05.12.2013 14:16 h

Football: Euro-winning Spain coach Aragones retires

Freude in den Straßen Madrids
Freude in den Straßen Madrids

Spanish football coach Luis Aragones, who led his country to victory at the European Championships in 2008, has announced his retirement at the age of 75.

As well as the Spanish national side, Aragones trained ten different clubs during a 35-year coaching career.

He is most fondly remembered at Atletico Madrid with whom he won La Liga in the 1976/77 season and three Copa del Rey titles across three spells in charge.

However, his crowning glory came in Austria and Switzerland in 2008 when he guided the until then perennially underachieving Spanish national side to their first major tournament victory since 1964.

Despite emerging victorious over Germany in the final in Vienna, Aragones stood by his pre-tournament decision to step down as Vicente del Bosque took over to guide Spain to their first World Cup in 2010 before retaining their European title two years later.

Aragones returned to management just once after leaving La Seleccion at Turkish side Fenerbahce, but his reign was short lived as he was sacked in 2009 after a disappointing first season in charge.

"Age has retired me and it wasn't a difficult decision to make," he said in an interview with Spanish website Vozpopuli.com

"Before retiring, when I left Turkey, I knew it was going to be difficult to continue and today I know it is definitive.

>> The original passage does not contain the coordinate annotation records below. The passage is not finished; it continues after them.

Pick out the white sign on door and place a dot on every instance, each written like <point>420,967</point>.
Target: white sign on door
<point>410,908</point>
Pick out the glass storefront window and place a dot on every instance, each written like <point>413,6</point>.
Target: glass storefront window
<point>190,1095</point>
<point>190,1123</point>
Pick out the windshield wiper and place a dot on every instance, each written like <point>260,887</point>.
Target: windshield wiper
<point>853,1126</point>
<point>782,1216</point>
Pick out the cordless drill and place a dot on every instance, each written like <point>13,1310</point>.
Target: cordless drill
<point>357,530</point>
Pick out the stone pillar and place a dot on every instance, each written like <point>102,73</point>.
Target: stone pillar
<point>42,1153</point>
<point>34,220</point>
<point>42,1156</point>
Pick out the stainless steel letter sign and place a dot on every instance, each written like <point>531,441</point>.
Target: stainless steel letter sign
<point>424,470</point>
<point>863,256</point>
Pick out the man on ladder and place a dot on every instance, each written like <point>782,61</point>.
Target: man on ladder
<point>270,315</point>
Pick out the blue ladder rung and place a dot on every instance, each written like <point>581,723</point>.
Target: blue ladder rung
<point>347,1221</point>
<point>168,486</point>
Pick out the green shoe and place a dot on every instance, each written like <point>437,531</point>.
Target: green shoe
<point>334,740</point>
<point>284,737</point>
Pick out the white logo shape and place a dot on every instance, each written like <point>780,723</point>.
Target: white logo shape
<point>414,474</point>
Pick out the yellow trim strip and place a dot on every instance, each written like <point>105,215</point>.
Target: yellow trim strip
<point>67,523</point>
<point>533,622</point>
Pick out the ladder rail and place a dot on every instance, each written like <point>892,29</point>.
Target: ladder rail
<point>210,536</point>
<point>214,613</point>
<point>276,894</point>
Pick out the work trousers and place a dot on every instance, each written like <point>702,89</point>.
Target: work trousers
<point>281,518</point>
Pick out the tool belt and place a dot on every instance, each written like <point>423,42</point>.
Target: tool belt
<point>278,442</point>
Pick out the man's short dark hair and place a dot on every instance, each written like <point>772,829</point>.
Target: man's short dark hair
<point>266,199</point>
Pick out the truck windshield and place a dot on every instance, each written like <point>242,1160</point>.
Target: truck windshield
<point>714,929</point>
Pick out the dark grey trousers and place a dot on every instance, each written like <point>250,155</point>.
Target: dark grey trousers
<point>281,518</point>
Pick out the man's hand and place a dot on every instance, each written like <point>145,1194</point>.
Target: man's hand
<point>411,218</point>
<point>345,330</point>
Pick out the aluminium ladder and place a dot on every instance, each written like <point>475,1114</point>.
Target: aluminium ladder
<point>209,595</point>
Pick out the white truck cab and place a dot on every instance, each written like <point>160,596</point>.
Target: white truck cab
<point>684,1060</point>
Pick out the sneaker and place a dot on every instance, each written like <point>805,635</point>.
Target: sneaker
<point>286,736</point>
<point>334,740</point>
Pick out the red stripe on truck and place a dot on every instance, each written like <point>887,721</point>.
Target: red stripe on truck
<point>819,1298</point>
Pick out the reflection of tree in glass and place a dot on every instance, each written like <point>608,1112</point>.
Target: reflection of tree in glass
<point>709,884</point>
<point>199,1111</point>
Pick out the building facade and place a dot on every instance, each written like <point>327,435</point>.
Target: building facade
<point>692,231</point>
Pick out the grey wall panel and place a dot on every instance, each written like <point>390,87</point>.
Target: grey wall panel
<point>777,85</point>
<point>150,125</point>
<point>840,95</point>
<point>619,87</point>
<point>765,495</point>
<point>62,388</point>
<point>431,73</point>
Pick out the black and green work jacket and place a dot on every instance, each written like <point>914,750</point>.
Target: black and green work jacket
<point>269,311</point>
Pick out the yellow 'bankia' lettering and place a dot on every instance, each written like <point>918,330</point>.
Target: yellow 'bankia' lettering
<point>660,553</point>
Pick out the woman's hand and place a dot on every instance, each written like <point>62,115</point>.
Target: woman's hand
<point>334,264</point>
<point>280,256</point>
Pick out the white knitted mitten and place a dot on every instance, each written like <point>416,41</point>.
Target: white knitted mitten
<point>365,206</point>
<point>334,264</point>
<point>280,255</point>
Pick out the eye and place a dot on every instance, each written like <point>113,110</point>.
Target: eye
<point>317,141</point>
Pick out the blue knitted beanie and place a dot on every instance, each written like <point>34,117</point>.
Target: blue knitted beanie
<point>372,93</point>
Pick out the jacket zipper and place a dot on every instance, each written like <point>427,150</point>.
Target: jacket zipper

"There are many circumstances. Age, where can you coach, how can you coach...there are many things which make you say that it is finished."

Although widely revered in Spain, Aragones' coaching career was not short of controversy, most notably in 2004 when he was accused of using racist language to describe then Arsenal forward Thierry Henry in a bid to motivate Henry's club teammate Jose Antonio Reyes.

Aragones protested his innocence, claiming his words had been misinterpreted, but he was fined 3,000 euros ($4,100, £2,500) by the Spanish Football Federation for the incident.